About two years ago I co-founded the Life Game Project (LGP). LGP is focused on using immersive on-line games to support learning the skills required to be successful in life. For learning to occur two things need to be present for the learner:
- Content, there is something to learn, and
- Engagement, they want to learn
Traditional education does a great job of delivering content but increasingly it struggles to engage the learner. Games are expert at creating engagement and if you can use them to deliver the educational content then you can make significant progress on learning.
Here are some of the mechanics that MMOs use to engage which are relevant to work environments:
- Games provide tasks (often called quests) to players based upon their current level of expertise. The tasks they provide are positioned at or just above your current level of competency. At their best the offered tasks are challenging but doable.
- Task are always given context. That is players are told how this particular task fits into the overall scheme of the story and why it is important.
- The objective of the task and the success measures are clear. Players know precisely they need to achieve / produce.

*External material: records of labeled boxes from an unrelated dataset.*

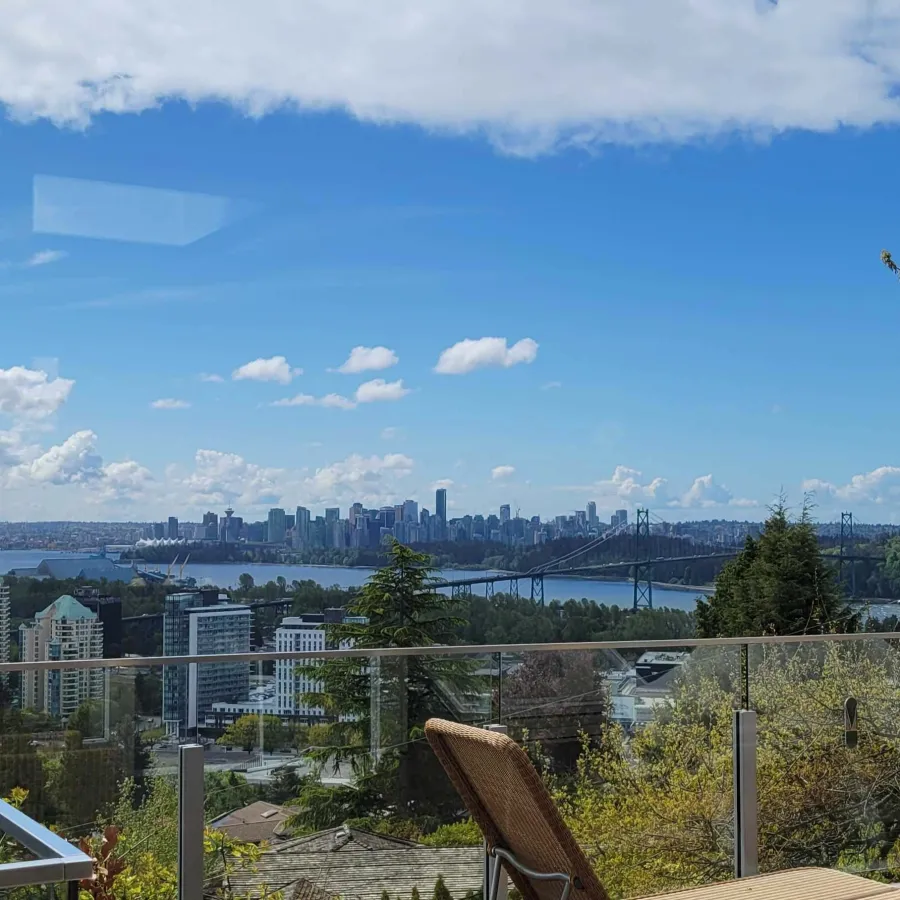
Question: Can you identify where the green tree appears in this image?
[216,713,286,753]
[296,541,473,825]
[557,639,900,897]
[696,499,858,637]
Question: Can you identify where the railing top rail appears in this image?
[0,631,900,674]
[0,800,93,888]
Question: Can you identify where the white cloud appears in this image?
[231,356,303,384]
[803,466,900,506]
[178,450,288,508]
[88,459,154,505]
[355,378,412,403]
[150,397,191,409]
[269,394,356,409]
[337,347,400,374]
[7,430,103,487]
[303,453,414,504]
[0,0,900,153]
[269,378,412,408]
[684,475,734,507]
[569,466,758,509]
[25,250,69,269]
[434,338,538,375]
[0,366,75,419]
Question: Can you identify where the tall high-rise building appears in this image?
[75,588,122,659]
[162,590,252,736]
[294,506,309,550]
[403,500,419,525]
[19,594,104,723]
[0,578,9,684]
[219,506,237,544]
[203,512,219,541]
[434,488,447,541]
[267,507,286,544]
[275,613,325,718]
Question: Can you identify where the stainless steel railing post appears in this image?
[732,709,759,878]
[178,744,203,900]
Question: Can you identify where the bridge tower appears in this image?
[838,513,856,597]
[632,509,653,612]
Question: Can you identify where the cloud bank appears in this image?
[0,0,900,153]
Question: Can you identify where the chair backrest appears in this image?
[425,719,609,900]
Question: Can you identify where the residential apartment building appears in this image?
[275,613,325,719]
[162,590,252,736]
[274,609,367,719]
[19,594,105,723]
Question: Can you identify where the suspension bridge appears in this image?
[435,509,884,612]
[122,509,884,623]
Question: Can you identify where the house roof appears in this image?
[229,846,484,900]
[35,594,97,619]
[275,825,419,853]
[210,800,291,844]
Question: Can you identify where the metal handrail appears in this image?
[0,800,94,888]
[0,631,900,675]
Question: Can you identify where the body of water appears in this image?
[0,550,697,610]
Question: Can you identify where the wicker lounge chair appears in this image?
[425,719,900,900]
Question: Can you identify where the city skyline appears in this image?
[0,7,900,522]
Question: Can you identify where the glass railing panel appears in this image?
[750,638,900,881]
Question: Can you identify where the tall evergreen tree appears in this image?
[697,498,859,637]
[295,541,474,827]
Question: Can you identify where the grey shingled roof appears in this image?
[210,800,291,844]
[230,847,484,900]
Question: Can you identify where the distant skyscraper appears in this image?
[294,506,309,550]
[0,578,9,684]
[219,506,240,544]
[268,507,286,544]
[203,512,219,541]
[403,500,419,525]
[75,588,122,659]
[19,594,104,723]
[434,488,447,541]
[162,590,252,735]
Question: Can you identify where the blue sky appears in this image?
[0,0,900,521]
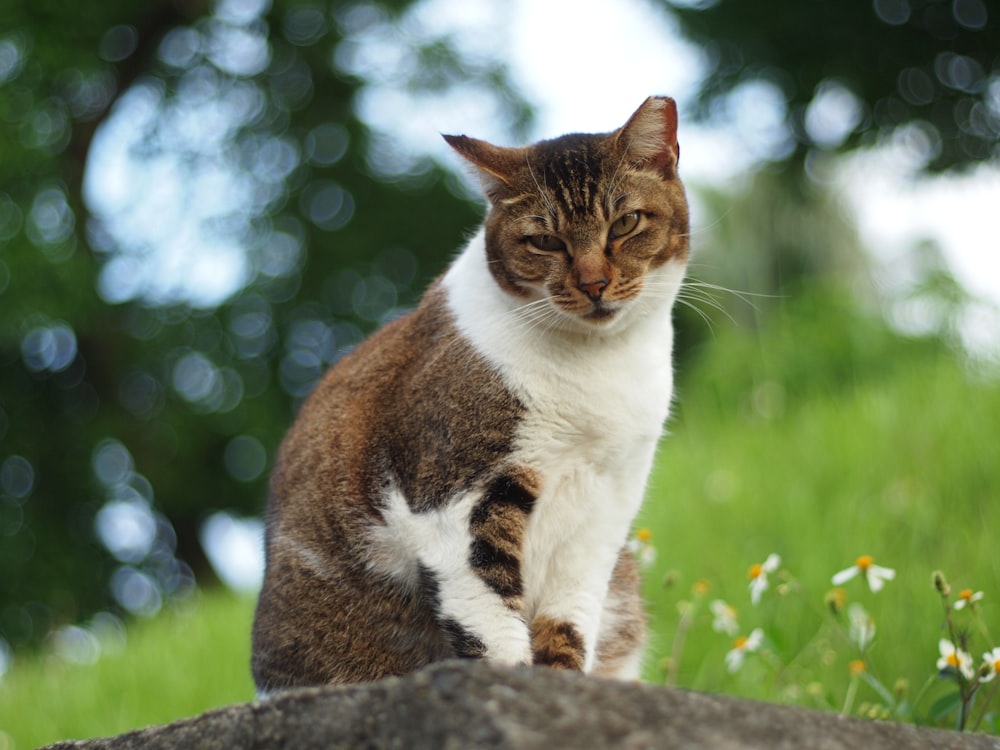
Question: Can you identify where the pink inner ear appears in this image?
[620,96,680,172]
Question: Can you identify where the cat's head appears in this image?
[445,97,688,330]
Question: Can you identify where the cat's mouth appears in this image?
[583,301,621,323]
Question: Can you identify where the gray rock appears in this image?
[41,661,1000,750]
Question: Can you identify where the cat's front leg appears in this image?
[432,470,536,664]
[383,470,536,664]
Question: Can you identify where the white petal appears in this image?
[831,565,861,586]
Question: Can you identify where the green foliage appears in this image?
[0,0,526,648]
[667,0,1000,170]
[640,290,1000,726]
[0,591,254,750]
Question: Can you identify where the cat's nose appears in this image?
[576,277,608,302]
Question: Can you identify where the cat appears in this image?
[252,97,689,695]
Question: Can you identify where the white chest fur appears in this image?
[444,233,684,668]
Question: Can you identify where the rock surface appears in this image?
[43,662,1000,750]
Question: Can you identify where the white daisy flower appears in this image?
[708,599,740,636]
[937,638,976,680]
[979,647,1000,682]
[953,589,983,609]
[747,554,781,606]
[833,555,896,593]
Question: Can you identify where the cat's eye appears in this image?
[611,211,639,237]
[528,234,566,253]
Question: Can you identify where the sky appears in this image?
[86,0,1000,592]
[504,0,1000,352]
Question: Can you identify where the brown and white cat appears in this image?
[253,97,688,694]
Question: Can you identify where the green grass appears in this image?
[640,356,1000,736]
[0,324,1000,750]
[0,592,254,750]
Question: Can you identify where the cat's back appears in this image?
[271,282,523,514]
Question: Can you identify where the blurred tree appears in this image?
[667,0,1000,170]
[0,0,527,646]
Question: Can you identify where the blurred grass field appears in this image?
[0,290,1000,750]
[0,591,254,750]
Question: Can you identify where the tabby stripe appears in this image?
[441,619,486,659]
[469,474,535,607]
[469,539,524,599]
[531,615,584,672]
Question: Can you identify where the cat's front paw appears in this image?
[531,615,586,672]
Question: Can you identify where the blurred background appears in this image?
[0,0,1000,745]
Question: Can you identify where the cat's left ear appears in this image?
[615,96,681,178]
[442,135,524,200]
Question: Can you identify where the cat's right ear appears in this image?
[442,135,524,200]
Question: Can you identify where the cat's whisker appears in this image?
[677,297,715,335]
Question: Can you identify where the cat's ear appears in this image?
[443,135,524,200]
[615,96,681,177]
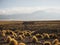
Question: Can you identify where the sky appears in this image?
[0,0,60,18]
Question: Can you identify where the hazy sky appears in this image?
[0,0,60,20]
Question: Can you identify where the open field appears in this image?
[0,21,60,45]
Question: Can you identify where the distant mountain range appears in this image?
[0,11,60,20]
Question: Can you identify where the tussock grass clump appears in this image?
[6,36,12,43]
[49,34,58,39]
[18,35,23,41]
[43,41,52,45]
[32,36,38,42]
[9,38,18,45]
[19,43,26,45]
[43,33,50,39]
[52,39,59,44]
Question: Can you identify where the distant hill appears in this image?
[0,11,60,20]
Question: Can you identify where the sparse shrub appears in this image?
[6,36,12,43]
[9,38,18,45]
[49,34,57,39]
[43,41,52,45]
[18,35,23,41]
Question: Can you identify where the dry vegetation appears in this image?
[0,22,60,45]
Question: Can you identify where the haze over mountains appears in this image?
[0,11,60,20]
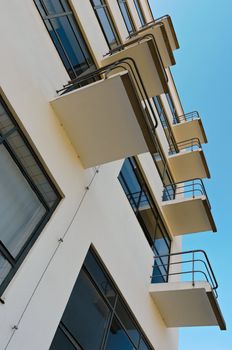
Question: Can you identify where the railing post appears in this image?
[192,251,195,287]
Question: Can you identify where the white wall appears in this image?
[0,0,178,350]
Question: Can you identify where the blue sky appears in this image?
[150,0,232,350]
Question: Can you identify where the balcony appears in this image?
[161,179,217,236]
[155,15,180,51]
[51,63,159,168]
[101,35,168,98]
[149,250,226,330]
[128,21,176,68]
[168,138,210,182]
[172,111,207,144]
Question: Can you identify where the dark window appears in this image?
[134,0,146,27]
[91,0,120,50]
[118,0,135,34]
[119,158,171,281]
[0,97,60,292]
[50,250,153,350]
[34,0,95,79]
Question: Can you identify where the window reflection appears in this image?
[118,0,135,34]
[134,0,146,26]
[91,0,120,49]
[50,250,152,350]
[106,317,136,350]
[34,0,95,79]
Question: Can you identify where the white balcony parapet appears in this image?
[128,21,176,68]
[155,15,180,51]
[50,65,157,168]
[101,34,168,98]
[172,111,207,144]
[161,179,217,236]
[168,138,210,182]
[149,250,226,330]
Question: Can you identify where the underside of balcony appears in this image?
[161,191,217,236]
[149,281,226,330]
[156,15,180,51]
[101,37,168,98]
[172,118,207,144]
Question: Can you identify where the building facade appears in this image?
[0,0,225,350]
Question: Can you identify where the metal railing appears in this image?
[163,179,211,209]
[178,111,201,123]
[151,249,218,298]
[169,137,202,154]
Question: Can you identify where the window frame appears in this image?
[90,0,121,50]
[49,245,154,350]
[117,0,136,35]
[33,0,96,79]
[0,95,62,297]
[134,0,147,27]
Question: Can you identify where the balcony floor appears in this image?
[149,281,226,330]
[162,196,217,236]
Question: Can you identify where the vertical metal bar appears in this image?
[192,251,195,287]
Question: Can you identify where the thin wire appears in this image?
[4,166,100,350]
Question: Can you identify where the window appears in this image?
[134,0,146,27]
[50,249,153,350]
[119,158,171,281]
[90,0,120,50]
[118,0,135,34]
[0,97,60,293]
[34,0,95,79]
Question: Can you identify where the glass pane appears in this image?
[134,0,145,26]
[116,300,140,346]
[44,20,76,79]
[0,145,46,257]
[139,339,150,350]
[49,328,79,350]
[96,7,117,49]
[0,101,14,136]
[84,252,116,306]
[50,17,86,71]
[0,254,11,285]
[61,270,110,350]
[105,317,135,350]
[43,0,65,15]
[7,132,57,207]
[119,1,134,33]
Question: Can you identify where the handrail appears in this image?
[151,249,218,298]
[178,111,201,122]
[163,179,211,209]
[169,137,202,154]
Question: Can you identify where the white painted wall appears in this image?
[0,0,178,350]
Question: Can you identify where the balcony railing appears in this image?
[163,179,211,205]
[177,111,200,123]
[151,250,218,298]
[149,250,226,330]
[169,137,202,154]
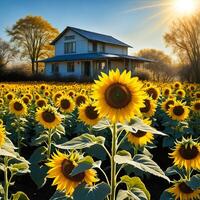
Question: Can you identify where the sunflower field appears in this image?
[0,70,200,200]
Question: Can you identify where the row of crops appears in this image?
[0,70,200,200]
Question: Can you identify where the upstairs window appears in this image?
[64,42,76,54]
[92,42,97,52]
[51,63,59,74]
[99,43,105,53]
[67,62,74,72]
[65,35,75,40]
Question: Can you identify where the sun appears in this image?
[174,0,196,15]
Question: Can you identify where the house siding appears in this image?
[55,30,88,56]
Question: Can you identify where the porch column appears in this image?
[90,60,94,78]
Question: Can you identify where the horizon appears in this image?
[0,0,200,58]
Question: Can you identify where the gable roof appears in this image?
[51,26,131,47]
[39,53,155,63]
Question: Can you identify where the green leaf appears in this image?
[30,164,48,188]
[54,133,105,149]
[93,118,112,131]
[29,146,48,188]
[165,166,185,177]
[12,191,29,200]
[119,117,167,136]
[0,137,17,158]
[9,162,30,174]
[73,182,110,200]
[70,162,92,176]
[160,190,174,200]
[116,190,140,200]
[186,174,200,190]
[49,190,72,200]
[121,175,151,200]
[115,154,170,182]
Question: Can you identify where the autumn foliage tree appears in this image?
[164,12,200,83]
[0,38,18,70]
[7,16,58,74]
[137,49,173,81]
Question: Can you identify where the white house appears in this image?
[42,26,151,79]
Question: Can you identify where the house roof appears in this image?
[51,26,131,47]
[39,53,154,63]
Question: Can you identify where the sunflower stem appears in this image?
[110,123,117,200]
[4,157,9,200]
[47,129,52,159]
[186,169,190,181]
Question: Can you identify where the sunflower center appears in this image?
[140,99,151,113]
[60,99,70,109]
[85,106,99,119]
[165,100,174,110]
[14,102,23,111]
[37,100,46,107]
[76,96,86,106]
[165,89,169,96]
[132,130,147,138]
[178,182,193,194]
[194,103,200,110]
[147,88,158,100]
[61,159,85,182]
[179,145,199,160]
[105,83,132,109]
[173,106,184,116]
[42,111,56,123]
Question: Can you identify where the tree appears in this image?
[137,49,173,81]
[7,16,58,74]
[164,12,200,83]
[0,38,18,70]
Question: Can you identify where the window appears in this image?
[65,35,75,40]
[99,43,105,52]
[51,63,59,74]
[67,62,74,72]
[92,42,97,52]
[64,42,76,54]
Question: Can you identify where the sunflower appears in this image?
[176,89,185,98]
[169,138,200,170]
[140,97,157,117]
[47,151,99,196]
[162,87,172,97]
[56,95,75,113]
[9,98,27,116]
[146,86,160,100]
[6,92,15,101]
[167,180,200,200]
[35,97,47,107]
[0,124,6,148]
[127,119,154,147]
[192,100,200,112]
[78,102,100,126]
[161,98,176,111]
[93,69,146,123]
[35,105,61,129]
[75,94,88,106]
[167,101,190,121]
[174,81,182,90]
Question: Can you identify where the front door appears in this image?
[83,61,91,77]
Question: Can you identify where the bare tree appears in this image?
[164,12,200,83]
[137,49,173,82]
[0,38,18,70]
[7,16,58,74]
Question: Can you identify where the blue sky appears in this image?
[0,0,183,54]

- While guidance is provided players gets to choose if they complete the task and how the task is done (while the player does get to choose which tasks to complete in reality if you refuse too many task it makes the game tough to play)
- Games provide plenty of feedback and recognition to players providing a real sense of achievement and progress.
- If you get stuck in an MMO there is always someone to ask. While this may be from official game information more often it is from the player community and player generated forums and wikis.
How can we use these insights? I am not about to advocate turning work into a game (at least not yet) however I do believe implementing these and similar mechanics in the work environment will improve engagement. Here are some things you can and should do:
- When asking your team to do something always link the task back to the vision so your team understand how what they are doing fits in.
- Be clear on what is expected and what success looks like. As far as practical these success measures should be objective and measurable.
- Ensure that what you are asking the team to do is appropriate for their level of skill and ability. Ideally the task should be a stretch which supports the team members personal development.
- Your focus should be on the outcomes / results not the method. Let them decide how the work should be done.
- Provide access to as many peer and network support mechanisms as practical so the player can work out for themselves what support they need and when.
- Provide clear and consistent feedback so they know how they are progressing. If they are succeeding provide recognition, if they are struggling consider how you can coach and support them.
As I look through this list one thing stands out for me. Often as a leader we focus on managing and controlling work produced by our team. What games teach us is that as a leader our dominant focus needs to be on designing work and providing clear feedback and recognition rather than management and control. Game designers are so good at designing work that people pay them to be able to do the “work” in the game. Imagine what might be possible if our work based leaders become as good at work design as game developers.
(Note: the ideas I have expressed in this column are mine however they have been highly influenced by Jane McGonigal’s Reality is Broken and I heartily recommend this book to you.)